Members of the House of Lords have called for an artificial intelligence code of conduct in the UK.
The House of Lords Select Committee on Artificial Intelligence, in a report titled AI in the UK: Ready, Willing and Able?, argued that the UK can lead the world in AI, as long as it puts ethics at the centre of its plans.
The Committee recommended five principles guiding how researchers and businesses develop artificially intelligent systems in the UK.
The Lords’ recommendations are:
- Artificial intelligence should be developed for the common good and benefit of humanity.
- Artificial intelligence should operate on principles of intelligibility and fairness.
- Artificial intelligence should not be used to diminish the data rights or privacy of individuals, families or communities.
- All citizens should have the right to be educated to enable them to flourish mentally, emotionally and economically alongside artificial intelligence.
- The autonomous power to hurt, destroy or deceive human beings should never be vested in artificial intelligence.
As part of its report, the Lords have called for these principles to be formulated into a cross-sector AI code to be adopted internationally as well as in the UK.
Commenting on the report, the Committee’s chairman, Lord Clement-Jones, said: “The UK has a unique opportunity to shape AI positively for the public’s benefit and to lead the international community in AI’s ethical development, rather than passively accept its consequences.”
Lord Clement-Jones’ comments have similarities to those made by the French president, Emmanuel Macron, who, in a recent interview with Wired, commented on his desire to be an active participant in the AI revolution; “I want to be part of it.
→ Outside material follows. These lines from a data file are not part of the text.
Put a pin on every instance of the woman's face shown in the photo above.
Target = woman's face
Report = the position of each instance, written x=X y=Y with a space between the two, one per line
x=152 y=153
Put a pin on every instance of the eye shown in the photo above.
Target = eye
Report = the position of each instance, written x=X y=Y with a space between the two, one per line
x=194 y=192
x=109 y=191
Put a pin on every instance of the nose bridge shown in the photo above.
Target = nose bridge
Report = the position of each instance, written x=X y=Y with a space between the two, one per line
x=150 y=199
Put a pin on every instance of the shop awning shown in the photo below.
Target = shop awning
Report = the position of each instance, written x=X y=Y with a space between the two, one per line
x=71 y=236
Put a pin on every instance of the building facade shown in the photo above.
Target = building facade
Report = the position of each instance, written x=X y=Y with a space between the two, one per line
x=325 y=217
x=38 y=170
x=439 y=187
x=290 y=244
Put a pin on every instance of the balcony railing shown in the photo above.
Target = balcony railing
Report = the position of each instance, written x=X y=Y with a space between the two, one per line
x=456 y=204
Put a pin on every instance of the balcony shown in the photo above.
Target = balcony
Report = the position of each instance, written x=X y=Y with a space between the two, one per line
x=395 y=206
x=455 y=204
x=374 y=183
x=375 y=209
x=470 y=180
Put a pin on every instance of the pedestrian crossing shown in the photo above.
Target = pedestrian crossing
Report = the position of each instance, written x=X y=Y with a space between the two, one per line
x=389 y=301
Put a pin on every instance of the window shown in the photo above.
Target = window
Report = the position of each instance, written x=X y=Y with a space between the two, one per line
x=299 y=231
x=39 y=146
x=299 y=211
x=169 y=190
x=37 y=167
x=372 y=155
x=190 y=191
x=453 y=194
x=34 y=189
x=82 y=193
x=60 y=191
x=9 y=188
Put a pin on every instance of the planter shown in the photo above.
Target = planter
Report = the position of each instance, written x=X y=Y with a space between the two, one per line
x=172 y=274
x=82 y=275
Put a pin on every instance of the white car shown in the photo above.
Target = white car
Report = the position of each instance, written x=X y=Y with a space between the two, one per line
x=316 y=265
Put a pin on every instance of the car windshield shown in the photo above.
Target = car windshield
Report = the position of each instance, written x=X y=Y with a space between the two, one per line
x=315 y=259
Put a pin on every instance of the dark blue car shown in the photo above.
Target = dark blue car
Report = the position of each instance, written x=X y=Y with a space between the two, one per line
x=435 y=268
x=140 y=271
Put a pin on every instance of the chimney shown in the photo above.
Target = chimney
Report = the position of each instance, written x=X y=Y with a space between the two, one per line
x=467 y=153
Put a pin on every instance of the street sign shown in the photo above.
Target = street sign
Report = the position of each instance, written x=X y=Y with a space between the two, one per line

Otherwise I will just be subjected to this disruption without creating jobs in this country.”
Lord Clement-Jones continued: “The UK contains leading AI companies, a dynamic academic research culture, and a vigorous start-up ecosystem as well as a host of legal, ethical, financial and linguistic strengths. We should make the most of this environment, but it is essential that ethics take centre stage in AI’s development and use.
“AI is not without its risks and the adoption of the principles proposed by the Committee will help to mitigate these. An ethical approach ensures the public trusts this technology and sees the benefits of using it. It will also prepare them to challenge its misuse.”
READ MORE: Can we have ethical artificial intelligence?
Experts warned, however, that the Lords need to be careful with their wording. The Society for the Study of Artificial Intelligence and the Simulation of Behaviour has come out in support of the ‘key messages’, but also commented: ‘Some phrases in the principles published as #147 in the report ought to be modified to acknowledge that AI technologies are tools developed by humans.
‘We don’t ‘work alongside AI’, we use AI to achieve certain goals or outcomes, just as with any other human-made tool. Granting AI an independent human-like existence, even through casual use of language, sets us on a dangerous course towards machines becoming moral patients; things to which we owe some moral duty.’
The ethical implications of AI are varied across the world. China, in particular, has demonstrated some worrying technologies, including extremely advanced facial recognition.